生成AIモデルの訓練に使用される最大規模のオープンソースデータセットの1つに、個人を特定可能な機密情報が多数発見された。Webスクレイピングによって収集されたこれらのデータは、AIモデルに取り込まれて、プライバシーの侵害につながる恐れがある。 by Eileen Guo2025.07.23

この記事の3つのポイント
  1. 大規模AI訓練データセットに数百万件の個人情報が混入していることが研究で判明
  2. 既存のプライバシー保護対策が機能せず、根本的な技術的課題が浮き彫りになった
  3. 現行のプライバシー法では対応が困難で、AI開発における同意の概念の見直しが必要
summarized by Claude 3

パスポート、クレジットカード、出生証明書など、個人を特定可能な情報を含む文書の画像数百万枚が、最大規模のオープンソース人工知能(AI)訓練データセットの1つに含まれている可能性が高いことが、新たな研究で明らかになった。

Web上で収集された画像生成用のAI訓練データセットの1つに、データコンプ(DataComp)プロジェクトが提供する「CommonPool(コモンプール)」というデータセットがある。今回の研究チームは、このCommonPoolに含まれるデータのごく一部(全体の約0.1%)を調査し、その中だけでも識別可能な顔を含む数千枚の画像を発見した。研究チームは、データセット全体では顔や身分証明書など個人情報を含む画像は数億枚にのぼると推定している。調査結果をまとめた論文が2025年7月にarXiv(アーカイブ)で公開された。

共同執筆者の1人であるカーネギーメロン大学(CMU)のウィリアム・アグニュー博士研究員(AI倫理学)は、「インターネット上に公開した情報は何であれ、収集される可能性があり、実際に収集されていると考えるべきだ」と結論付けている。

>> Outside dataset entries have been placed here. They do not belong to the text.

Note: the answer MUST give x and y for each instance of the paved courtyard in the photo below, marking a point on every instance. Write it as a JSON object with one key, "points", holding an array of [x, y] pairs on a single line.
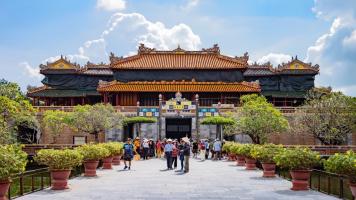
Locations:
{"points": [[206, 180]]}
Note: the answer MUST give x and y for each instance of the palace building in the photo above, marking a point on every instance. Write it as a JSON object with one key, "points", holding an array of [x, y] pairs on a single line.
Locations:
{"points": [[177, 86]]}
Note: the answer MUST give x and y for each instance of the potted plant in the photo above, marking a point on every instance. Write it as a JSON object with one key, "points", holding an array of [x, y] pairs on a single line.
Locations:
{"points": [[265, 154], [227, 147], [60, 163], [245, 151], [107, 161], [119, 151], [239, 157], [91, 155], [299, 161], [13, 161], [344, 164]]}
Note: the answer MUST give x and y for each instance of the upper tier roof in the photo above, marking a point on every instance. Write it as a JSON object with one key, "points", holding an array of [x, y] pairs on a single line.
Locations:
{"points": [[149, 58]]}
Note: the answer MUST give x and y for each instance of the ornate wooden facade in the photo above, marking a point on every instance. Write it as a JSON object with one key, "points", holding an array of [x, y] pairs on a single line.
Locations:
{"points": [[142, 77]]}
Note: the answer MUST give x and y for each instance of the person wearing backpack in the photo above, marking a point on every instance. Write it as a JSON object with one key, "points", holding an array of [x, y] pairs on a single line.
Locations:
{"points": [[128, 153]]}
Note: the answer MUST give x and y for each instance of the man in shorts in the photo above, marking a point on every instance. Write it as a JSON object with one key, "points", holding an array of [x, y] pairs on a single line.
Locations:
{"points": [[128, 152]]}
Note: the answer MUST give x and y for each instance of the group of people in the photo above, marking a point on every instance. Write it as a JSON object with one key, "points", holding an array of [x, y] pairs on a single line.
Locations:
{"points": [[205, 147], [172, 150]]}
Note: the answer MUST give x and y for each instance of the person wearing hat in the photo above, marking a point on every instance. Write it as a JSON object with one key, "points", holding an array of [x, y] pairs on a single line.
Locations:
{"points": [[186, 153], [128, 153], [168, 148]]}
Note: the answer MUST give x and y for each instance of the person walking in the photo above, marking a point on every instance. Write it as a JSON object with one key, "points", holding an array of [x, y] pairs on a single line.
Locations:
{"points": [[175, 153], [195, 149], [146, 147], [186, 152], [168, 148], [158, 149], [217, 149], [128, 153], [207, 148], [181, 154], [202, 150]]}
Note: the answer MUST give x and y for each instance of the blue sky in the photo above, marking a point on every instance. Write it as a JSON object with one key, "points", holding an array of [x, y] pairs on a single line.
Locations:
{"points": [[322, 32]]}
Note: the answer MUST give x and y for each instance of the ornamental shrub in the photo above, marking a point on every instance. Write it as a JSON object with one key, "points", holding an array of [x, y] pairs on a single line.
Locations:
{"points": [[93, 152], [64, 159], [344, 164], [265, 153], [297, 158], [114, 148], [12, 161], [244, 150]]}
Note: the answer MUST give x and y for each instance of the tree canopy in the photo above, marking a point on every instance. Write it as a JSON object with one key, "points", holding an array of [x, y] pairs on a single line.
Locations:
{"points": [[94, 119], [329, 117], [258, 118], [15, 111]]}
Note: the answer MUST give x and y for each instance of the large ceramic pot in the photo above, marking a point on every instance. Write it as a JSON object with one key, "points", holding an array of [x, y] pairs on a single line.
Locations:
{"points": [[269, 170], [116, 160], [353, 189], [107, 162], [232, 157], [4, 187], [60, 179], [90, 167], [250, 163], [300, 179], [240, 160]]}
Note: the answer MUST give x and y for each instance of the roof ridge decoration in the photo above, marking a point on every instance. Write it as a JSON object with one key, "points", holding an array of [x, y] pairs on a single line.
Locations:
{"points": [[296, 64], [68, 65]]}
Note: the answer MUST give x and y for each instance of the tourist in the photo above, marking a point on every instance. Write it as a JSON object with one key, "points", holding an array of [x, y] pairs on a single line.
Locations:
{"points": [[151, 144], [217, 149], [181, 154], [207, 148], [175, 154], [202, 150], [137, 145], [168, 148], [128, 153], [195, 149], [146, 147], [186, 152], [158, 149]]}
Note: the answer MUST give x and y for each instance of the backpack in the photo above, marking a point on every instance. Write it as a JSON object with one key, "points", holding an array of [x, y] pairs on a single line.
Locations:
{"points": [[128, 149]]}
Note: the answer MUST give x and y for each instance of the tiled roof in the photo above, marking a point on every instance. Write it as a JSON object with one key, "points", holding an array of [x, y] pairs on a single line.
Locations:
{"points": [[181, 86], [148, 58], [46, 91]]}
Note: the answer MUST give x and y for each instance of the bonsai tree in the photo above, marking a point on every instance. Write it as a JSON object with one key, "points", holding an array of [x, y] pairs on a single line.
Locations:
{"points": [[265, 154], [258, 118], [13, 161], [95, 119], [344, 164], [329, 117], [91, 155], [60, 163], [299, 161], [54, 121], [219, 121], [138, 121]]}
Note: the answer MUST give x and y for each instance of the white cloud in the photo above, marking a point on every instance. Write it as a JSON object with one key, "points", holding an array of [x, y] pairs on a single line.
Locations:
{"points": [[111, 5], [274, 58], [33, 72], [335, 50], [190, 4]]}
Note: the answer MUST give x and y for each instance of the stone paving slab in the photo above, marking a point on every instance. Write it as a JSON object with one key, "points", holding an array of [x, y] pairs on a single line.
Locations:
{"points": [[206, 180]]}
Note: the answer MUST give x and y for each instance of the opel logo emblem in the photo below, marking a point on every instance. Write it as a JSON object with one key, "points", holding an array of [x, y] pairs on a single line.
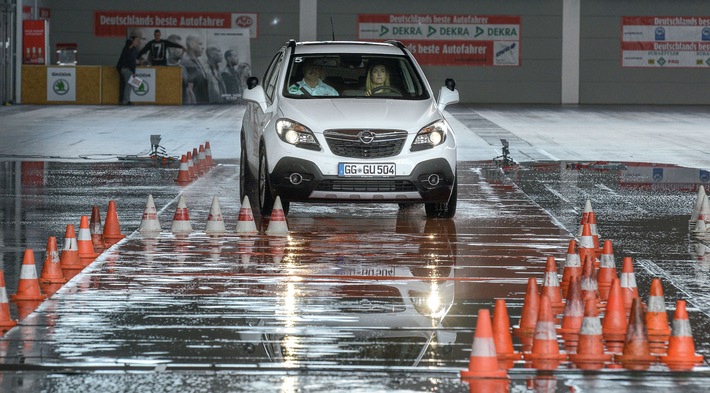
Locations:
{"points": [[366, 136]]}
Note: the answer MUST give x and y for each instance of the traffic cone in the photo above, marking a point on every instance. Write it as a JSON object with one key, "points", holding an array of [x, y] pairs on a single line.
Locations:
{"points": [[215, 223], [181, 219], [528, 316], [629, 289], [112, 230], [590, 348], [28, 286], [501, 336], [245, 223], [208, 155], [573, 266], [657, 319], [636, 355], [84, 244], [184, 177], [607, 270], [150, 224], [681, 348], [483, 362], [614, 322], [277, 222], [52, 268], [573, 315], [6, 321], [96, 229], [545, 353]]}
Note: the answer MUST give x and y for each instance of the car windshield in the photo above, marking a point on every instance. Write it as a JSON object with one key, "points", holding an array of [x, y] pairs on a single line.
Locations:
{"points": [[353, 75]]}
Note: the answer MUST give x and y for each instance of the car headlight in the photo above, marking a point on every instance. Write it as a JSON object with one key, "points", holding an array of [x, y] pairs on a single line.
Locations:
{"points": [[432, 135], [296, 134]]}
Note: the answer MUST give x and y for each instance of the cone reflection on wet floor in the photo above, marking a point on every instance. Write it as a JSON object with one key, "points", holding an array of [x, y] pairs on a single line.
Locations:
{"points": [[483, 362], [681, 347]]}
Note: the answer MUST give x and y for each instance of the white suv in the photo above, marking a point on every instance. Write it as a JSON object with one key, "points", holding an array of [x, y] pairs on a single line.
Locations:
{"points": [[326, 126]]}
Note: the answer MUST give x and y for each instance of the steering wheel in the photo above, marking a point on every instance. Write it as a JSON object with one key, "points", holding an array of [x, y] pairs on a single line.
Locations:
{"points": [[386, 90]]}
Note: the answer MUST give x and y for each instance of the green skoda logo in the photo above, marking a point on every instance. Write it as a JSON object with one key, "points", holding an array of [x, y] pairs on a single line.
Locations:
{"points": [[61, 87]]}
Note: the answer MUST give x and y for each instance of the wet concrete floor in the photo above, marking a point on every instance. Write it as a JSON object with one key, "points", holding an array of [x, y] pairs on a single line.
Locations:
{"points": [[356, 298]]}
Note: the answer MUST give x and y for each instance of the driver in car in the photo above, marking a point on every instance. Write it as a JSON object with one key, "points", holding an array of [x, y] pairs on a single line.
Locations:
{"points": [[311, 84]]}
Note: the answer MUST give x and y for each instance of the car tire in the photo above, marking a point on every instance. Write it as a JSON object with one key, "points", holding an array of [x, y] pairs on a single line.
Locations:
{"points": [[443, 210]]}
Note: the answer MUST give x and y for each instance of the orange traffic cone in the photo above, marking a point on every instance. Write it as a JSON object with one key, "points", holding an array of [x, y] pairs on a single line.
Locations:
{"points": [[614, 323], [551, 286], [208, 155], [573, 266], [96, 229], [112, 230], [215, 223], [629, 289], [590, 349], [483, 362], [6, 321], [502, 337], [607, 270], [184, 177], [657, 319], [528, 316], [545, 353], [636, 355], [28, 287], [52, 268], [84, 244], [277, 222], [681, 348], [573, 315]]}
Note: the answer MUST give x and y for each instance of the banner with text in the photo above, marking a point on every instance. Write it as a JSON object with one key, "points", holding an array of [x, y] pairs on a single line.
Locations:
{"points": [[665, 41], [468, 40], [115, 23]]}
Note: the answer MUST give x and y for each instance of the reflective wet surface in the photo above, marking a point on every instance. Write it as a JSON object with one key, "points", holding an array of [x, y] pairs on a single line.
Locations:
{"points": [[355, 298]]}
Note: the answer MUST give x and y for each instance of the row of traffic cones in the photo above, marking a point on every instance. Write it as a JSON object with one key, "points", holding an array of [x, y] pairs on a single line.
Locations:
{"points": [[215, 226], [194, 164]]}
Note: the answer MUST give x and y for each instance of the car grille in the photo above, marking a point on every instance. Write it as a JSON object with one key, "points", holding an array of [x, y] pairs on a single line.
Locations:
{"points": [[348, 143], [365, 185]]}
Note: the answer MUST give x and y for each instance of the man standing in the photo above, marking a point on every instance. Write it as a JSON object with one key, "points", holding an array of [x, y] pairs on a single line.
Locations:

研究チームが発見した数千件の有効な身分証明書類の中には、クレジットカードや運転免許証、パスポート、出生証明書のほか、800件を超える有効な求人応募書類(履歴書やカバーレターを含む)の画像も含まれていた。それらは、リンクトイン(LinkedIn)などのWeb検索によって実在する人物に関連するものであることが確認されている (実際にはもっと多くの画像が発見されたが、調査の時間不足や画像の不鮮明さなどの理由により、すべてを検証しきれなかった)。

履歴書の多くには、身体障害の有無、身元調査の結果、扶養家族の生年月日や出生地、人種などの機密情報が開示されていた。履歴書とネット上に存在する人々の情報を関連付けることで、連絡先情報、政府機関の識別子情報、社会人口統計学的情報、顔写真、自宅住所、推薦者など第三者の連絡先情報も判明した。

128億件のデータサンプルを持つデータコンプのCommonPoolは、2023年のリリース時点で、一般公開された画像とテキストのペアを含む最大規模のデータセットであり、テキストから画像を生成するモデルの訓練に頻繁に使用されている。データセット作成者は学術研究向けだと述べているが、ライセンスでは商用利用を禁じていない。

CommonPoolは、Stable Diffusion(ステーブル・ディフュージョン)やMidjourney(ミッドジャーニー)などのモデルの訓練に使用されたLAION-5B(ライオン-5B )データセットの後継として作られた。データソースも同じものを利用している。2014年から2022年にかけて非営利団体コモン・クロール(Common Crawl )が収集したWebスクレイピング・データだ。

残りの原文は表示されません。